Optimizing boosted trees for smaller SQL
For boosted tree models, the number of trees and learning rate are interchangeable to some degree. Since orbital’s SQL size scales linearly with the number of trees, you can often achieve similar predictive performance with fewer trees and a higher learning rate—dramatically reducing SQL size:
Configuration RMSE SQL Size
──────────────────────────────────────────────
500 trees, learning_rate=0.01 0.85 ~150K chars
100 trees, learning_rate=0.05 0.86 ~30K chars
50 trees, learning_rate=0.10 0.87 ~15K chars
When performance differences are small, there can be substantial SQL size reductions to gain.
Tuning for both performance and SQL size
You can use the extract argument in
tune::control_grid() to capture orbital object sizes during
hyperparameter tuning:
library(tidymodels)
extract_orbital_size <- function(x) sum(nchar(orbital(x)))
bt_spec <- boost_tree(
trees = tune(),
tree_depth = tune(),
learn_rate = tune()
) |>
set_engine("xgboost") |>
set_mode("regression")
bt_res <- tune_grid(
workflow(mpg ~ ., bt_spec),
resamples = vfold_cv(mtcars),
grid = 5,
control = control_grid(extract = extract_orbital_size)
)Then combine the extracted sizes with performance metrics to visualize the trade-off:
sizes <- bt_res |>
collect_extracts() |>
unnest(.extracts) |>
summarize(sql_size = mean(.extracts), .by = .config)
bt_res |>
collect_metrics() |>
filter(.metric == "rmse") |>
left_join(sizes, by = ".config") |>
ggplot(aes(x = sql_size, y = mean)) +
geom_point() +
labs(x = "SQL size (characters)", y = "RMSE")Note that object size is a useful proxy but doesn’t perfectly predict computation time. Database query optimizers, caching, parallelization, and hardware all affect actual execution speed. A model with 2x the SQL size won’t necessarily take 2x as long to run. If execution time is critical, benchmark your top candidates directly in your target database environment.
Practical considerations
When choosing models for database deployment:
Linear models produce the most compact SQL and are ideal when the relationship is approximately linear.
Single decision trees offer a middle ground with interpretable rules and moderate SQL size.
Ensemble methods (random forests, boosted trees) provide the best predictive performance but generate large SQL expressions.

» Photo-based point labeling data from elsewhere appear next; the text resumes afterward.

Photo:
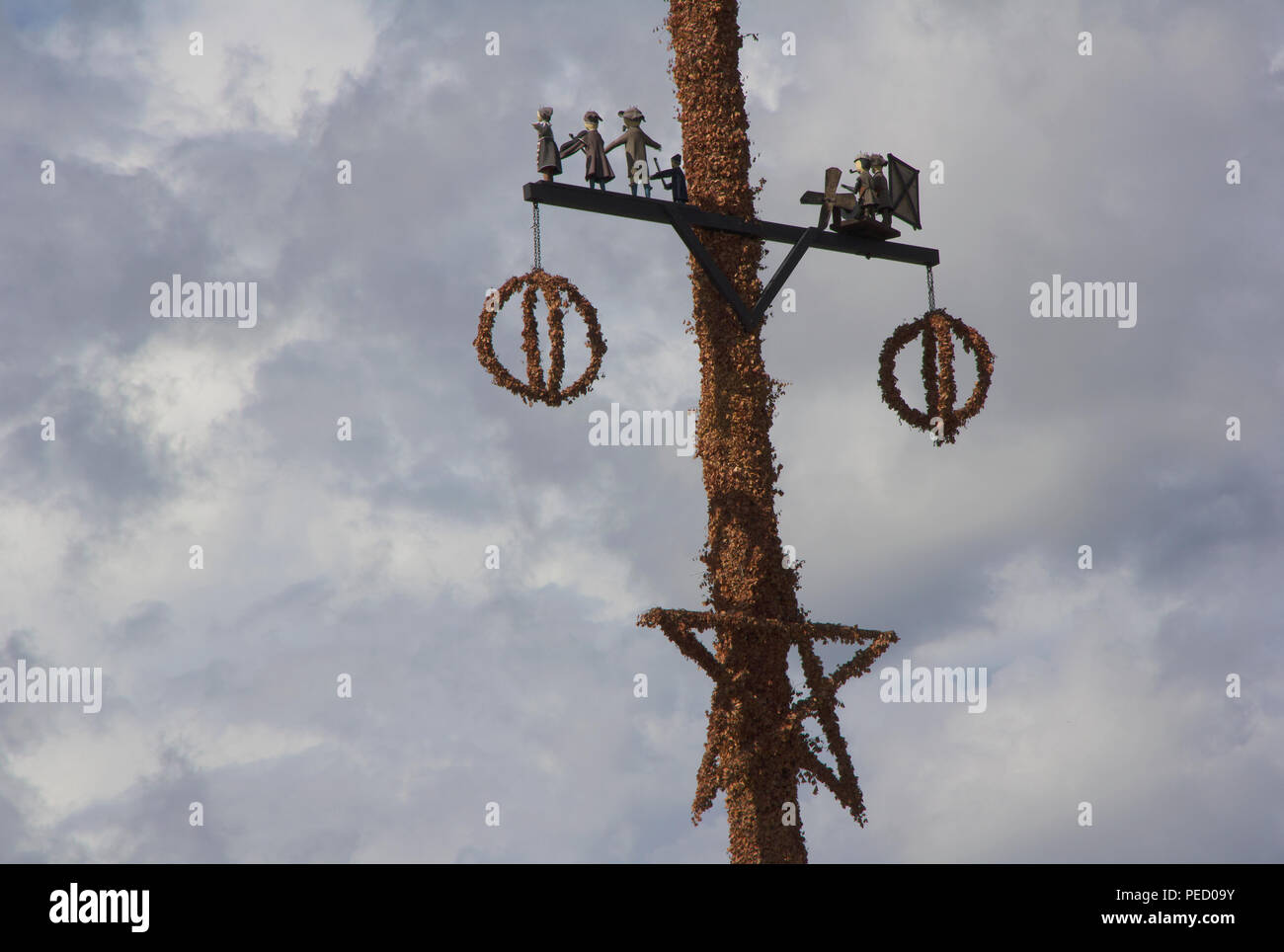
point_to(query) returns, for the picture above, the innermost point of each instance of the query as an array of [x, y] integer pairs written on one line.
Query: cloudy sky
[[514, 685]]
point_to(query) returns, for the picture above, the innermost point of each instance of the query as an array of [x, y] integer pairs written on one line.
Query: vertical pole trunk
[[757, 759]]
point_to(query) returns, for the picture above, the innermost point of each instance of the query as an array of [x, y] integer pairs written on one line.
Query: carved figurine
[[634, 142], [878, 184], [864, 188], [677, 175], [598, 167], [547, 162]]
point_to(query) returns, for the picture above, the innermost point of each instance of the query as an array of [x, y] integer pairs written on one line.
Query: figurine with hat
[[598, 167], [547, 162], [634, 142]]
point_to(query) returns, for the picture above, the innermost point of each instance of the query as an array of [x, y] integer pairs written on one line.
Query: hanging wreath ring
[[537, 388], [938, 330]]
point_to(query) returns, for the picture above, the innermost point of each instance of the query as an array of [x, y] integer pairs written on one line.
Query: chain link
[[534, 230]]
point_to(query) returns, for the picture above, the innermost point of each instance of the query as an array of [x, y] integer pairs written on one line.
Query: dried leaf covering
[[553, 286], [757, 750], [937, 329]]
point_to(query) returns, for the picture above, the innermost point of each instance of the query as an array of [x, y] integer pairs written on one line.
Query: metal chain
[[534, 230]]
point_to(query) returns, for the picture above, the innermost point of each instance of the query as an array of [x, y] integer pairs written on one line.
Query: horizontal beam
[[627, 205]]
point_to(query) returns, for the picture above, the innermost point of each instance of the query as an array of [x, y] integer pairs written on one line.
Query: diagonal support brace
[[749, 320]]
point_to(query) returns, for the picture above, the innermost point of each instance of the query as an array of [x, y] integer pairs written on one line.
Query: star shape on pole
[[681, 626]]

Database limits: Some databases have query size limits or performance degradation with very large queries. Test your generated SQL in your target environment.
Trade-offs: You may need to balance model accuracy against SQL complexity. A simpler model with slightly lower accuracy might be preferable if it generates manageable SQL.
Expression depth limits: Beyond query size, some databases limit expression nesting depth (e.g., ~1000 in SQLite/DuckDB). Large tree ensembles can exceed these limits even when the total SQL size is acceptable. Use
separate_trees = TRUEinorbital()to emit each tree as a separate column with batched summation, keeping depth well under control. This approach also enables parallel tree evaluation in columnar databases like DuckDB, Snowflake, and BigQuery. Seevignette("separate-trees")for details.